Rotana, in preparing for its first Bahrain opening in 2011, has also discovered the ease of doing business in the country.
"We're making our first entry into Bahrain with a five-star property opposite the financial harbour and so far there have been no specific challenges," explains Rotana area vice president for Qatar, Bahrain and Kuwait Joseph Coubat.
"We have been involved in this project since its very inception and have built a strong relationship with the property developers. This has ensured the quality of the final physical product."
In true Bahraini style, growth and maturity in the travel and tourism sector will be supported and enabled by strategic infrastructure investments. The ambitious Friendship Bridge is due for completion in 2013 and will provide a direct link between Bahrain and Qatar.
Spanning more than 40 kilometres, the project will become the world's longest marine bridge and will make Bahrain more accessible to inter-regional visitors.
The Friendship Bridge builds upon the success of the 25 kilometre King Fahd Causeway which connects Bahrain with Saudi Arabia. Since its opening in the 1980s, Bahrain has experienced growth in weekend and short-stay tourists from its neighbouring country.
It is hoped that the Friendship Bridge will foster similar growth from 2013 onwards. In a further effort to increase inbound tourist flows, Bahrain International Airport is also undergoing expansion.
By increasing capacity to 15 million passengers per annum, Bahrain hopes to improve connections to its key feeder markets.
By investing strategically in infrastructure, fostering a robust and transparent business community and opening its economy to foreign investment, Bahrain may have secured the long-term success of its hospitality industry. "Bahrain has always focused its efforts on the building of foundations ahead of building landmarks," said Coubat.
"So I think the reasons to invest and do business there are clear.
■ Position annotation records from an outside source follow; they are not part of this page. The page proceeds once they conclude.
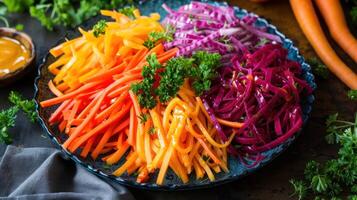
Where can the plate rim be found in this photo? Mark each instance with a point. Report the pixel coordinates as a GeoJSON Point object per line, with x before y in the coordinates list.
{"type": "Point", "coordinates": [189, 186]}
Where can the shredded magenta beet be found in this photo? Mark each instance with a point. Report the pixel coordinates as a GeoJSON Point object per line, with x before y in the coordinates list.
{"type": "Point", "coordinates": [261, 90]}
{"type": "Point", "coordinates": [201, 26]}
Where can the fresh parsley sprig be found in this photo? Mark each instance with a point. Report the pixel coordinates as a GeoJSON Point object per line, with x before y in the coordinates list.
{"type": "Point", "coordinates": [336, 176]}
{"type": "Point", "coordinates": [99, 28]}
{"type": "Point", "coordinates": [163, 82]}
{"type": "Point", "coordinates": [8, 116]}
{"type": "Point", "coordinates": [352, 94]}
{"type": "Point", "coordinates": [27, 106]}
{"type": "Point", "coordinates": [319, 68]}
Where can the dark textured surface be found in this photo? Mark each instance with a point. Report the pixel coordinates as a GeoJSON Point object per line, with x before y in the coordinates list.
{"type": "Point", "coordinates": [268, 183]}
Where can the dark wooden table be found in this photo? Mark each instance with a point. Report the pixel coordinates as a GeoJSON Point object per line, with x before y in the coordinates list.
{"type": "Point", "coordinates": [271, 182]}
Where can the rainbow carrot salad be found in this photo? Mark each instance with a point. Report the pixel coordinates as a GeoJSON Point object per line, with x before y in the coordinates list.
{"type": "Point", "coordinates": [182, 95]}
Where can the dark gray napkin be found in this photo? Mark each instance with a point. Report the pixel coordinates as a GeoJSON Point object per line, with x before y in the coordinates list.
{"type": "Point", "coordinates": [43, 173]}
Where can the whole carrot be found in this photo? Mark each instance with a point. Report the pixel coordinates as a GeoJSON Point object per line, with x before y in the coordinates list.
{"type": "Point", "coordinates": [309, 23]}
{"type": "Point", "coordinates": [332, 12]}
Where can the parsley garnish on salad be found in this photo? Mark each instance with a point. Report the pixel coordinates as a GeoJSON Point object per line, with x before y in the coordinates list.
{"type": "Point", "coordinates": [337, 176]}
{"type": "Point", "coordinates": [163, 82]}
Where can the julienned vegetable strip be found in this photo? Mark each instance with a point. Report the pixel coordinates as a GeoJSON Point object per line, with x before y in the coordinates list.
{"type": "Point", "coordinates": [333, 14]}
{"type": "Point", "coordinates": [103, 118]}
{"type": "Point", "coordinates": [309, 23]}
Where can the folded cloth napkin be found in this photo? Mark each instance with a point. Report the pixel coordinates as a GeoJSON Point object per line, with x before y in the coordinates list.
{"type": "Point", "coordinates": [43, 173]}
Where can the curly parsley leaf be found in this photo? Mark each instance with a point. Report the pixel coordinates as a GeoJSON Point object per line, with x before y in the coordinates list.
{"type": "Point", "coordinates": [99, 28]}
{"type": "Point", "coordinates": [18, 5]}
{"type": "Point", "coordinates": [173, 77]}
{"type": "Point", "coordinates": [333, 178]}
{"type": "Point", "coordinates": [7, 121]}
{"type": "Point", "coordinates": [205, 71]}
{"type": "Point", "coordinates": [319, 68]}
{"type": "Point", "coordinates": [300, 189]}
{"type": "Point", "coordinates": [144, 90]}
{"type": "Point", "coordinates": [27, 106]}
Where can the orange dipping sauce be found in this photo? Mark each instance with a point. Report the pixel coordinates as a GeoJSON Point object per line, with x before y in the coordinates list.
{"type": "Point", "coordinates": [13, 55]}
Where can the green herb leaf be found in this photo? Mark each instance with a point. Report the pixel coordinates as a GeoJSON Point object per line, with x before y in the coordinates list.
{"type": "Point", "coordinates": [300, 189]}
{"type": "Point", "coordinates": [99, 28]}
{"type": "Point", "coordinates": [205, 71]}
{"type": "Point", "coordinates": [7, 121]}
{"type": "Point", "coordinates": [17, 5]}
{"type": "Point", "coordinates": [27, 106]}
{"type": "Point", "coordinates": [128, 11]}
{"type": "Point", "coordinates": [173, 77]}
{"type": "Point", "coordinates": [144, 90]}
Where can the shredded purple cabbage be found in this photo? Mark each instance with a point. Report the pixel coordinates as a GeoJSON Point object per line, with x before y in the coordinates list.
{"type": "Point", "coordinates": [216, 29]}
{"type": "Point", "coordinates": [257, 85]}
{"type": "Point", "coordinates": [261, 90]}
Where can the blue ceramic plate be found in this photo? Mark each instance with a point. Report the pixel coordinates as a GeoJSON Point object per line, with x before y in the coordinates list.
{"type": "Point", "coordinates": [172, 182]}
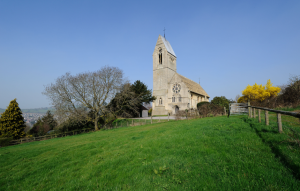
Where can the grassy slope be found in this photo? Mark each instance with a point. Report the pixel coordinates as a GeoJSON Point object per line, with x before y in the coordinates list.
{"type": "Point", "coordinates": [208, 154]}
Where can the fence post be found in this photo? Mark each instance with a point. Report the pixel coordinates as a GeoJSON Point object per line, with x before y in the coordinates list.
{"type": "Point", "coordinates": [267, 117]}
{"type": "Point", "coordinates": [279, 122]}
{"type": "Point", "coordinates": [186, 114]}
{"type": "Point", "coordinates": [249, 109]}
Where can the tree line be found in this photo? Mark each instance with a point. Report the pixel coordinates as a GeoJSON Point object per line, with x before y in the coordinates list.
{"type": "Point", "coordinates": [89, 99]}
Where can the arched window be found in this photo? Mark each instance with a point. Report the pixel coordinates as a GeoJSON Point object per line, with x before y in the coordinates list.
{"type": "Point", "coordinates": [176, 88]}
{"type": "Point", "coordinates": [173, 99]}
{"type": "Point", "coordinates": [160, 56]}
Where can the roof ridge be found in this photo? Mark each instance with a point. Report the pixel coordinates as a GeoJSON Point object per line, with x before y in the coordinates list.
{"type": "Point", "coordinates": [168, 46]}
{"type": "Point", "coordinates": [193, 86]}
{"type": "Point", "coordinates": [189, 79]}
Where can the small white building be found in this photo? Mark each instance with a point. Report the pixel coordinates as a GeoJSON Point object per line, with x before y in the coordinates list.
{"type": "Point", "coordinates": [173, 91]}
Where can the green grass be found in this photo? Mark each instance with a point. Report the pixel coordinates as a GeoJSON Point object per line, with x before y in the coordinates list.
{"type": "Point", "coordinates": [217, 153]}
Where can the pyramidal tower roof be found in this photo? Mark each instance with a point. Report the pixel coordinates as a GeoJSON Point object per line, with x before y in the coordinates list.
{"type": "Point", "coordinates": [168, 46]}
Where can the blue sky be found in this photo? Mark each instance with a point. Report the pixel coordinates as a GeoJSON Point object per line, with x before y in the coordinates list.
{"type": "Point", "coordinates": [228, 44]}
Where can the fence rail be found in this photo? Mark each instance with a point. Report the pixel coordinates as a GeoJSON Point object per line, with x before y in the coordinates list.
{"type": "Point", "coordinates": [117, 124]}
{"type": "Point", "coordinates": [252, 114]}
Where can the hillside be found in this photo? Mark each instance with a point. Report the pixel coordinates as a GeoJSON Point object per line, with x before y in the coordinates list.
{"type": "Point", "coordinates": [205, 154]}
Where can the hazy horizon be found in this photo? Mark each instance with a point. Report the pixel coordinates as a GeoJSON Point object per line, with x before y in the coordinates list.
{"type": "Point", "coordinates": [227, 44]}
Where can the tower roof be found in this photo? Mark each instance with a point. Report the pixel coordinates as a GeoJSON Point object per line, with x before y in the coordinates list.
{"type": "Point", "coordinates": [168, 46]}
{"type": "Point", "coordinates": [193, 86]}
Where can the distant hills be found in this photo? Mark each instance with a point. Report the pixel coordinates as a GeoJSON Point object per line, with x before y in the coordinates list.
{"type": "Point", "coordinates": [37, 110]}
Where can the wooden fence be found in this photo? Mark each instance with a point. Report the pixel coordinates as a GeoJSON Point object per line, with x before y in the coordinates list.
{"type": "Point", "coordinates": [252, 114]}
{"type": "Point", "coordinates": [51, 136]}
{"type": "Point", "coordinates": [75, 132]}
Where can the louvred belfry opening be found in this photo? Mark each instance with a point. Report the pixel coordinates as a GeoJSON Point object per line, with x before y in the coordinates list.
{"type": "Point", "coordinates": [160, 56]}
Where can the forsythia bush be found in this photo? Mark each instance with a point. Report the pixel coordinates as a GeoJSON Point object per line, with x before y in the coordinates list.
{"type": "Point", "coordinates": [259, 92]}
{"type": "Point", "coordinates": [12, 122]}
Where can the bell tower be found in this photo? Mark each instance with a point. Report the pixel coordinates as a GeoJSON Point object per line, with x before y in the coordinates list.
{"type": "Point", "coordinates": [164, 67]}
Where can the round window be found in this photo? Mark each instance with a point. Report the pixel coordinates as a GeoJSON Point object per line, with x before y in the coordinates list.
{"type": "Point", "coordinates": [176, 88]}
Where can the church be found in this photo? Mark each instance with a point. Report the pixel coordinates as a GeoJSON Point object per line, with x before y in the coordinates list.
{"type": "Point", "coordinates": [173, 91]}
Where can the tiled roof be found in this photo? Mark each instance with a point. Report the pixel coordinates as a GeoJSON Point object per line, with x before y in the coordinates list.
{"type": "Point", "coordinates": [168, 46]}
{"type": "Point", "coordinates": [193, 86]}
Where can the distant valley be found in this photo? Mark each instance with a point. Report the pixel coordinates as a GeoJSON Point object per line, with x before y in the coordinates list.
{"type": "Point", "coordinates": [42, 110]}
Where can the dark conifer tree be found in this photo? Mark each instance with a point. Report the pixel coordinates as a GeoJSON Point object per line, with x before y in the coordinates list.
{"type": "Point", "coordinates": [12, 123]}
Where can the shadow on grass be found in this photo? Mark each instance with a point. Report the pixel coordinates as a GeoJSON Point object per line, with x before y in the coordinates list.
{"type": "Point", "coordinates": [270, 137]}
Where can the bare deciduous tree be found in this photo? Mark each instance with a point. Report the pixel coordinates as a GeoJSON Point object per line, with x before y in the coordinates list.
{"type": "Point", "coordinates": [237, 98]}
{"type": "Point", "coordinates": [85, 95]}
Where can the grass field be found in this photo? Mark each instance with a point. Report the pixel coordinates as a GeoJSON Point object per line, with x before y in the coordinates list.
{"type": "Point", "coordinates": [217, 153]}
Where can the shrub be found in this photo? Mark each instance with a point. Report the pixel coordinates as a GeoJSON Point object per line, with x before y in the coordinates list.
{"type": "Point", "coordinates": [208, 110]}
{"type": "Point", "coordinates": [221, 101]}
{"type": "Point", "coordinates": [202, 103]}
{"type": "Point", "coordinates": [12, 123]}
{"type": "Point", "coordinates": [4, 141]}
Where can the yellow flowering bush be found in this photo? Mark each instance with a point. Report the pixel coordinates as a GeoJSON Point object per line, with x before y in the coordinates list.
{"type": "Point", "coordinates": [259, 92]}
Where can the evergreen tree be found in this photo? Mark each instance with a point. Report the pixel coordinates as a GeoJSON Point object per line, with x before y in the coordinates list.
{"type": "Point", "coordinates": [12, 123]}
{"type": "Point", "coordinates": [141, 90]}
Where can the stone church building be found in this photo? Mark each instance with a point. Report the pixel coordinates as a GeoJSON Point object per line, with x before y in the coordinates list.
{"type": "Point", "coordinates": [173, 91]}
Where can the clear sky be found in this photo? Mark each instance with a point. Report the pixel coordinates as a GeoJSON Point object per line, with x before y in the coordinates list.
{"type": "Point", "coordinates": [228, 44]}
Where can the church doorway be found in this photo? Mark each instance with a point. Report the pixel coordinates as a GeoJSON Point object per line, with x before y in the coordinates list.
{"type": "Point", "coordinates": [176, 109]}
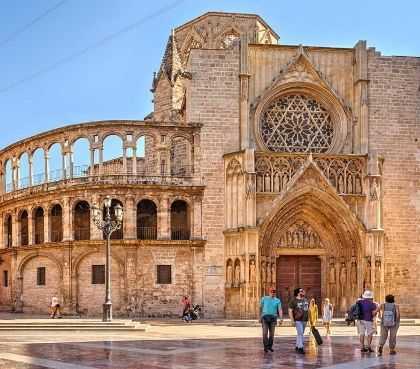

It provides a free, open and transparent environment for business and has a globally competitive, value-creation story which focuses on sustainability, skills and good governance," he adds.
However, against this backdrop of change, Bahrain still has something to prove to its critics. Can this small, historic country hold its traditions and culture during this unprecedented period of growth? Or will it dilute its greatest asset?
"As Bahrain becomes an increasingly competitive market, hotel developers should be careful," concludes Landais.
"Although the country presents great opportunities, we have to bear in mind that it only has a population of one million people and that the market is limited."